Vanesa melenggang pergi kekuar toko dengan hati yang kesal. Di tambah lagi, melihat kue tart yang berserakan di lantai yang bekum di bersihkan pihak toko ini. Vanesa masuk ke dalam mobilnya.
"Hih, kenapa ketemu cowok resek seperti itu, sih? Sok sibuk pula, nyebelin!" Vanesa justru terngiang wajahnya yang tampan itu.
Zenio pria yang tampan, tinggi dan berkulit kuning langsat. Wajahnya yang di hiasi dengan lesung pipi dan alis yang tebal membuatnya bertambah sempurna menjadi pria idaman semua orang. Berpakaian kaos hitam dan celana jeans berwarna hitam sudah membuat dia tampak mempesona. Apalagi, kalau memakai pakaian yang lebih rapi.

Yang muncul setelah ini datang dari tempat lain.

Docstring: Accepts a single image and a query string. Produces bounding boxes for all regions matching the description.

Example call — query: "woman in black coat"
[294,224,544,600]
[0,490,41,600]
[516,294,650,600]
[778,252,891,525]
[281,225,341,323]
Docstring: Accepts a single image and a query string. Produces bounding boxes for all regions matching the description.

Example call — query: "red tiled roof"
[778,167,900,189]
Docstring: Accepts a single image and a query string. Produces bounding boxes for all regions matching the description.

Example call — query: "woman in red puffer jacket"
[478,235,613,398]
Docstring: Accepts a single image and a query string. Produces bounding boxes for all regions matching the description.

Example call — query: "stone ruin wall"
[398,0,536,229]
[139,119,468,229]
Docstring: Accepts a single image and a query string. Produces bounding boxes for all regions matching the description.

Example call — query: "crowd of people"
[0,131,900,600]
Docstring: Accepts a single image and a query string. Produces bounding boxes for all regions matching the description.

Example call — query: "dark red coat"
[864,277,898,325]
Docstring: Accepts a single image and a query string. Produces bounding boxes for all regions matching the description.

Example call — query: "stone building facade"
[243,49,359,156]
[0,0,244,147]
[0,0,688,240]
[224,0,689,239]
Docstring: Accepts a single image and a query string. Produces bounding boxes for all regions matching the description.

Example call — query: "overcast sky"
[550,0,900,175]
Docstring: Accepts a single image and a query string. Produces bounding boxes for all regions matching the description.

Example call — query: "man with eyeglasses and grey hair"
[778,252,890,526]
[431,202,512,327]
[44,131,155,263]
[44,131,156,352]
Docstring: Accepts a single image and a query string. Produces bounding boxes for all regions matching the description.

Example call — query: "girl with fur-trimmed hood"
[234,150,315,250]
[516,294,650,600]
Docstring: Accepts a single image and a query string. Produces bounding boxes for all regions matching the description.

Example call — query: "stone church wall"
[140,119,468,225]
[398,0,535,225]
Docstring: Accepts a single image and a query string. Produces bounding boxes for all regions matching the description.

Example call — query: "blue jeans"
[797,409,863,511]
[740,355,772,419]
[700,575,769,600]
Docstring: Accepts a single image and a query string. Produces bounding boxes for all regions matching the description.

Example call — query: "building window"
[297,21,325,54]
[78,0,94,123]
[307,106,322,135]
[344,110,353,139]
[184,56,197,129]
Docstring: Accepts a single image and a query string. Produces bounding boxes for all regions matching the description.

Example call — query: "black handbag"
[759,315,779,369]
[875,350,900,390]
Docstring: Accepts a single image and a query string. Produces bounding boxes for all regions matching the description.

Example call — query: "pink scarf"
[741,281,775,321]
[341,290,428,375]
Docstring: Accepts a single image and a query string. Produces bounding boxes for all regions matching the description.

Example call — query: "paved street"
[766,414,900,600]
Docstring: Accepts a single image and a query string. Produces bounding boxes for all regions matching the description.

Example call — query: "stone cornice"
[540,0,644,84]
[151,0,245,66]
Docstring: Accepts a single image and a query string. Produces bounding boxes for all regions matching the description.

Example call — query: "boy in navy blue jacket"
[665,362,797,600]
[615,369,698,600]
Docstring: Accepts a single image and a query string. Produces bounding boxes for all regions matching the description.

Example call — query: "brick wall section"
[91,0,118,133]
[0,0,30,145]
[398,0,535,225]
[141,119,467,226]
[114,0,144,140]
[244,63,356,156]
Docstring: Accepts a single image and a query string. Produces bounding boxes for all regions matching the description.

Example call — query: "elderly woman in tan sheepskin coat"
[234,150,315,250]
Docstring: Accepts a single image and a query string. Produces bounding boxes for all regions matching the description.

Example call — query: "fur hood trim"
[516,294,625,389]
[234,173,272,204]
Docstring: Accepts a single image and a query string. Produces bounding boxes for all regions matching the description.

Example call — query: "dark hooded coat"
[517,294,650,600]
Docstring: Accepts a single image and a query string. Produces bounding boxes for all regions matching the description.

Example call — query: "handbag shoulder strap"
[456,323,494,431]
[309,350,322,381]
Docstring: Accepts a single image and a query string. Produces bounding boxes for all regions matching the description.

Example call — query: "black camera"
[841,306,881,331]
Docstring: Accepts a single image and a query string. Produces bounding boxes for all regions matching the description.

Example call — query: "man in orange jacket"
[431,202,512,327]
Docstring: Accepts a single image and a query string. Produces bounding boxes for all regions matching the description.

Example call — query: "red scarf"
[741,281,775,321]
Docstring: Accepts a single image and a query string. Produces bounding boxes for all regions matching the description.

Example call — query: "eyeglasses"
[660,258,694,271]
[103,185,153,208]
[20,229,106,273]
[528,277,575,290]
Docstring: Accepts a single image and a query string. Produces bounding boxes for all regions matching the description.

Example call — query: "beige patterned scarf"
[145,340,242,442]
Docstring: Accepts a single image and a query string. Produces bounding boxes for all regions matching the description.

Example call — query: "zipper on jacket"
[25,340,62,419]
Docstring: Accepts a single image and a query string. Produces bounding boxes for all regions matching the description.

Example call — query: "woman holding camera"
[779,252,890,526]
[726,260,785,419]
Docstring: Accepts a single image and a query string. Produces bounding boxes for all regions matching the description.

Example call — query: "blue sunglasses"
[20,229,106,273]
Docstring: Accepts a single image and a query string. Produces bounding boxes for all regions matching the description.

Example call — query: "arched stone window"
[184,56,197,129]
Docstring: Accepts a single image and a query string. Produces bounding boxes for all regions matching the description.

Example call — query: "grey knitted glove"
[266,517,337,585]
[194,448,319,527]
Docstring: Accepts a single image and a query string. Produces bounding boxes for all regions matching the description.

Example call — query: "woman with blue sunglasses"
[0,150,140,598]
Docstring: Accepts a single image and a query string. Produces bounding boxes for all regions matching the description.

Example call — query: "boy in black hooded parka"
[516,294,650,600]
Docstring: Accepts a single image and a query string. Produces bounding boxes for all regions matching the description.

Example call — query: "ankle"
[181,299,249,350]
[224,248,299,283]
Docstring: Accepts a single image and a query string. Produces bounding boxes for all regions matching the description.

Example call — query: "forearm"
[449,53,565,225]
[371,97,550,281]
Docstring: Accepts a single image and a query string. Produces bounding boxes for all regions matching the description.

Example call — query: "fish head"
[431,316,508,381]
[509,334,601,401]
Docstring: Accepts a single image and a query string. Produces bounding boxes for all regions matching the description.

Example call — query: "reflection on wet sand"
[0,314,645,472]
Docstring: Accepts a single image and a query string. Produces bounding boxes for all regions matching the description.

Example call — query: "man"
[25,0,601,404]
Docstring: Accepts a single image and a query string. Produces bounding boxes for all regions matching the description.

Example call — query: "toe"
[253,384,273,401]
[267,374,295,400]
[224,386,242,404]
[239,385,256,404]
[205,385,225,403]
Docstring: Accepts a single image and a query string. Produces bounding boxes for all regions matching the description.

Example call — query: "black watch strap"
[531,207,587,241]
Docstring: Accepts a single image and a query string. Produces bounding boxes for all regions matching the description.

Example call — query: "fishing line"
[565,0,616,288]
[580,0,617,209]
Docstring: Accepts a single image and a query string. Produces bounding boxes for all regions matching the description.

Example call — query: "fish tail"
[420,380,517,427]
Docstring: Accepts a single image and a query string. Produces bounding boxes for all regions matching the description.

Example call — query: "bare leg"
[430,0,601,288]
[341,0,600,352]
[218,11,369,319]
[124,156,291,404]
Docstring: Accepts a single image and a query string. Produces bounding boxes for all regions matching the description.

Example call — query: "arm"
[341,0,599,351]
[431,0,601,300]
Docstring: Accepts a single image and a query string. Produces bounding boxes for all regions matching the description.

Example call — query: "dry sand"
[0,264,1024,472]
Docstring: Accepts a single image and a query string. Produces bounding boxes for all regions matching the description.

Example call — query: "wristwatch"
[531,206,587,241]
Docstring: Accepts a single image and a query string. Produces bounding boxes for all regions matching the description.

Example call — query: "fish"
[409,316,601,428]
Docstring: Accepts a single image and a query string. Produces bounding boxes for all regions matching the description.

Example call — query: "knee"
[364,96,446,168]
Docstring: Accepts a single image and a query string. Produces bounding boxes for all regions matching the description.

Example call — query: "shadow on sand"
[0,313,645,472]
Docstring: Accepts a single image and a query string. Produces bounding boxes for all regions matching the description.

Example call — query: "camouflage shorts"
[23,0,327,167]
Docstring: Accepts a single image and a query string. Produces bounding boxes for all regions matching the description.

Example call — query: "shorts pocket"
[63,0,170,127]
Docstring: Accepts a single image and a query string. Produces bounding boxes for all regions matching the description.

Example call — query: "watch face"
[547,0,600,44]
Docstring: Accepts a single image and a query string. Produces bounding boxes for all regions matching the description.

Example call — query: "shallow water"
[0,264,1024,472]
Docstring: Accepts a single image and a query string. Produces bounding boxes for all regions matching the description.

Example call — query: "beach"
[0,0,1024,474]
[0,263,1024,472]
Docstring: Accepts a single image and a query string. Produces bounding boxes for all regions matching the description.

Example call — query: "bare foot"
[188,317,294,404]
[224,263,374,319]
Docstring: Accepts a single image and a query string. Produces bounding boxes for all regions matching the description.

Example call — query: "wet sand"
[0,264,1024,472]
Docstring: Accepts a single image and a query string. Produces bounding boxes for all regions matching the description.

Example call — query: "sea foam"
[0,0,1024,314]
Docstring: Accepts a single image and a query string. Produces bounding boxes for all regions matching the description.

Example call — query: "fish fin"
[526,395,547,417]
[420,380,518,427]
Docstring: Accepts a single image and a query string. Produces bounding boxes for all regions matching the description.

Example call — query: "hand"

Vanesa menatap ke arah jam tangannya. "Hancur semua kejutannya. Paling nggak suka ya gini, harus kembali menunggu nanti. Mana dia belum tahu harus pulang kampus jam berapa."
Vanesa meraih kartu nama Zenio tadi.
"Zenio Dirgantara. Ih, menyebalkan!" Vanesa melihat kartu nama itu, lalu kembali ia letakkan di dashboard mobilnya.

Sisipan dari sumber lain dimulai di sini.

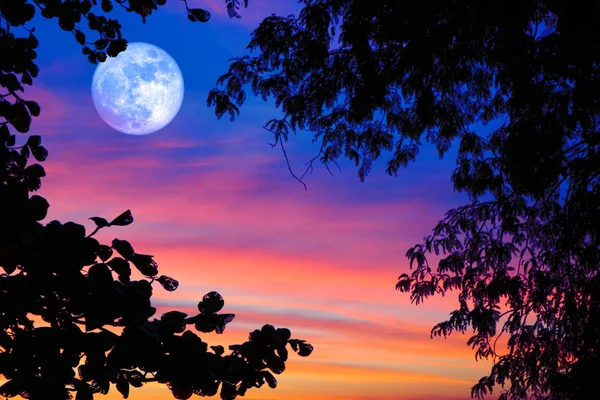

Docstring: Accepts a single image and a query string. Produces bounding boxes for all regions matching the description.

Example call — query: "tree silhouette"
[0,0,312,400]
[208,0,600,399]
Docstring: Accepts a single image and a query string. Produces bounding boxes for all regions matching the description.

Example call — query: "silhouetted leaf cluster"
[0,132,312,400]
[0,0,312,400]
[208,0,600,399]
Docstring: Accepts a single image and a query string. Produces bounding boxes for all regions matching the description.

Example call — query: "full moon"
[92,42,183,135]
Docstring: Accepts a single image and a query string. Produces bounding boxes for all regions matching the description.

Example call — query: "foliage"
[0,0,312,400]
[208,0,600,399]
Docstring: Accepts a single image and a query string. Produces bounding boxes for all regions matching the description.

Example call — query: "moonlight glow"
[92,43,183,135]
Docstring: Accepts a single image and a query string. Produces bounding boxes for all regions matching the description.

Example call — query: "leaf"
[106,39,127,57]
[112,239,135,260]
[129,254,158,276]
[262,371,277,389]
[215,314,235,335]
[156,275,179,292]
[31,146,48,162]
[106,256,131,278]
[109,210,133,226]
[277,328,292,342]
[89,217,110,228]
[198,292,225,315]
[289,339,313,357]
[25,135,42,149]
[75,29,85,45]
[75,382,94,400]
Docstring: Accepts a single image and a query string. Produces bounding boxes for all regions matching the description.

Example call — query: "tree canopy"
[208,0,600,399]
[0,0,312,400]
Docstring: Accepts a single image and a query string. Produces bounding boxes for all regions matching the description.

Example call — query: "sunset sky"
[26,0,490,400]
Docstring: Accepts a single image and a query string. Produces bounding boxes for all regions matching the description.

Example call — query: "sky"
[26,0,490,400]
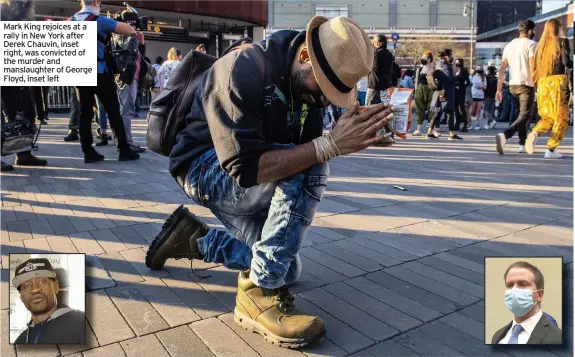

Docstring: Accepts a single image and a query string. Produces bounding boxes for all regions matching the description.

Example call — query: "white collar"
[510,310,543,335]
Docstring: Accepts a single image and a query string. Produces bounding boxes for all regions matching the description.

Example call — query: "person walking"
[525,19,573,159]
[151,56,164,100]
[412,51,433,136]
[427,49,463,140]
[357,76,367,105]
[455,58,471,133]
[365,34,393,105]
[495,20,536,155]
[113,31,146,153]
[400,68,415,89]
[157,47,182,89]
[64,87,80,142]
[483,66,497,130]
[471,66,487,130]
[72,0,140,164]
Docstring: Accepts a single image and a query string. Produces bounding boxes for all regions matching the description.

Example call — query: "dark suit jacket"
[491,315,563,345]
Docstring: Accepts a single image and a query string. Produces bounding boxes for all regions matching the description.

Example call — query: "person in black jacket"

Vanesa melajukan mobilnya kencang menuju rumahnya. Dia terpaksa tak membawa apa-apa dengan kejadian itu. Sesampainya di rumah, Vanesa bergegas turun dengan wajah yang lesu.

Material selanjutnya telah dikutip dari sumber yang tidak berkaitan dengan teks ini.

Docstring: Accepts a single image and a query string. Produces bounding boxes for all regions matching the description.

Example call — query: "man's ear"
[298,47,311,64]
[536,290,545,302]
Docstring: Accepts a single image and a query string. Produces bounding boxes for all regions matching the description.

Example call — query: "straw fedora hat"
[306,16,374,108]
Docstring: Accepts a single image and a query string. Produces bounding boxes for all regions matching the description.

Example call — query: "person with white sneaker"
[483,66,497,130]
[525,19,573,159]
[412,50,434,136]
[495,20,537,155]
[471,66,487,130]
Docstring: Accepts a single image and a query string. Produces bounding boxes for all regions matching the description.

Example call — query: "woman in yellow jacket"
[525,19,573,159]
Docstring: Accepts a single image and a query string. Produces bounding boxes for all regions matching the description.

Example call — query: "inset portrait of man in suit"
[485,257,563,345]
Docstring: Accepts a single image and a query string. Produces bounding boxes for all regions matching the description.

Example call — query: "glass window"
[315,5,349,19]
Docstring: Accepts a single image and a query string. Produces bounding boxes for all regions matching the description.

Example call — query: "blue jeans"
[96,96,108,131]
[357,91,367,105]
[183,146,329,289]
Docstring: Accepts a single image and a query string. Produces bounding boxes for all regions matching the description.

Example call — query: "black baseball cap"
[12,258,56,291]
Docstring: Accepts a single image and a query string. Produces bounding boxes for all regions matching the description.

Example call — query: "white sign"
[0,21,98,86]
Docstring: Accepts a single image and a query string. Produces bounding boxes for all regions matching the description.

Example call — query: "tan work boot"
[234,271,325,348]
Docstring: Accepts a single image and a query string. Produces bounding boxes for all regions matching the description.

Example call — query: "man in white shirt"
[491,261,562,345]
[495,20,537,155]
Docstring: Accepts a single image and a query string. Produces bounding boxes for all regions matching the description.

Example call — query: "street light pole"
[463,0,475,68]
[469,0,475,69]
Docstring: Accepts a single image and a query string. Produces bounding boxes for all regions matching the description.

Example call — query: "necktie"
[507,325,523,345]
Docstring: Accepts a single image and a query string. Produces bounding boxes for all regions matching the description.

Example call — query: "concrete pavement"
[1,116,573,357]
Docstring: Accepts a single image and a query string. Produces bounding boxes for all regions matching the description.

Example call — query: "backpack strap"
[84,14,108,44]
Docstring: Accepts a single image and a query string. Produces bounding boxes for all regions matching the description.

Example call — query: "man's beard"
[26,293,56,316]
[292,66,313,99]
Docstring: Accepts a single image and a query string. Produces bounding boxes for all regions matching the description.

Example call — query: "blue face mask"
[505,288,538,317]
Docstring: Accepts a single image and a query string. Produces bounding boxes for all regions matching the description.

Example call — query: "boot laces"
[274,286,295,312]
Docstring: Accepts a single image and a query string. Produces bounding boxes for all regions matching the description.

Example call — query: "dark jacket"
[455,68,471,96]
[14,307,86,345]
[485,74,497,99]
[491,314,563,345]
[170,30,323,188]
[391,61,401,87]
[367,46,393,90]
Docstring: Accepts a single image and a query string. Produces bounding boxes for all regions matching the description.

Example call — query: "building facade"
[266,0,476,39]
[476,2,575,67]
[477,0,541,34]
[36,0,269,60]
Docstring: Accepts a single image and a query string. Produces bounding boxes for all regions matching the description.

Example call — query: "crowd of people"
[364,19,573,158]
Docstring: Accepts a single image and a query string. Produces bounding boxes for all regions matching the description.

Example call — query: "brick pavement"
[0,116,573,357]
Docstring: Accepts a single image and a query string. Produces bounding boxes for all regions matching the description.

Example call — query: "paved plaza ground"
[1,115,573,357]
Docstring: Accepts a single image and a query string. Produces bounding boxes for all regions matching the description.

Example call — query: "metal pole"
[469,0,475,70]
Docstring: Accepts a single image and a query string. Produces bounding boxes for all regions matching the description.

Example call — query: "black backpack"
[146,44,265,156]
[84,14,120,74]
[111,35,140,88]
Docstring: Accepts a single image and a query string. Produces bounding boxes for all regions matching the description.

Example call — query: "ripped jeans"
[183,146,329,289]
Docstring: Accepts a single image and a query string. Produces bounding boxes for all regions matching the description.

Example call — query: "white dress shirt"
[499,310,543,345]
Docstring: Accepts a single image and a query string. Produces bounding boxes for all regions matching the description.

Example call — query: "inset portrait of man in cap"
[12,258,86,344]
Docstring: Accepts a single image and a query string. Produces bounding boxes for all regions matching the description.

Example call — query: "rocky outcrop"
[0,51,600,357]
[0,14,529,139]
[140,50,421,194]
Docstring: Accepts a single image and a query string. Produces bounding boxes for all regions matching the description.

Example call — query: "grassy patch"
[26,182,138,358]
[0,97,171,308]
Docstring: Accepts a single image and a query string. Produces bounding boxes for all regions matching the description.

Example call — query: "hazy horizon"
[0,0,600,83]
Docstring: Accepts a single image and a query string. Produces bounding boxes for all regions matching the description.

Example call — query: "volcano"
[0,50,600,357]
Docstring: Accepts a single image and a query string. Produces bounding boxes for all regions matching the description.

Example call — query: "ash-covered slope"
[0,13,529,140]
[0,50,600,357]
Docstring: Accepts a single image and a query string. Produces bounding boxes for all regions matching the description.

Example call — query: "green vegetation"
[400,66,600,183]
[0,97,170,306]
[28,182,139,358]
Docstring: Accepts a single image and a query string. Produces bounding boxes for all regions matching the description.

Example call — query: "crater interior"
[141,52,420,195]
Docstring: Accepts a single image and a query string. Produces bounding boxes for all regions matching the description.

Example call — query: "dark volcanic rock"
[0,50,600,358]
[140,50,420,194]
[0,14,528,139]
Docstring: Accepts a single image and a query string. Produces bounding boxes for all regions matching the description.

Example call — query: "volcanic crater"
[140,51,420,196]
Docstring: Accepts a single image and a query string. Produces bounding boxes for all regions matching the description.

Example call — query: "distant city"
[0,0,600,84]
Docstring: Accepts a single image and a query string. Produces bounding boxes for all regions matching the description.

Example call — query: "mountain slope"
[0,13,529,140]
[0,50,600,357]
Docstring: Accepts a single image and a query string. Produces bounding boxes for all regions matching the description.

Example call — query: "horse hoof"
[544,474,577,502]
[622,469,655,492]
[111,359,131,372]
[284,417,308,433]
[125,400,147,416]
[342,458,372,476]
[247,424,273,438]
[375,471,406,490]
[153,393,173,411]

"Vanesa, kenapa kok mukanya di tekuk gitu?" tanya Mama Vanesa saat berpapasan dengan anaknya saat membuka pintu.
"Nggak apa-apa, Ma. Lagi kesel aja sama teman, aku naik dulu, ya," ujar Vanesa meninggalkan mamanya menuju ke kamarnya yang berada di lantai atas rumah itu.
Vanesa berlari menuju kamarnya.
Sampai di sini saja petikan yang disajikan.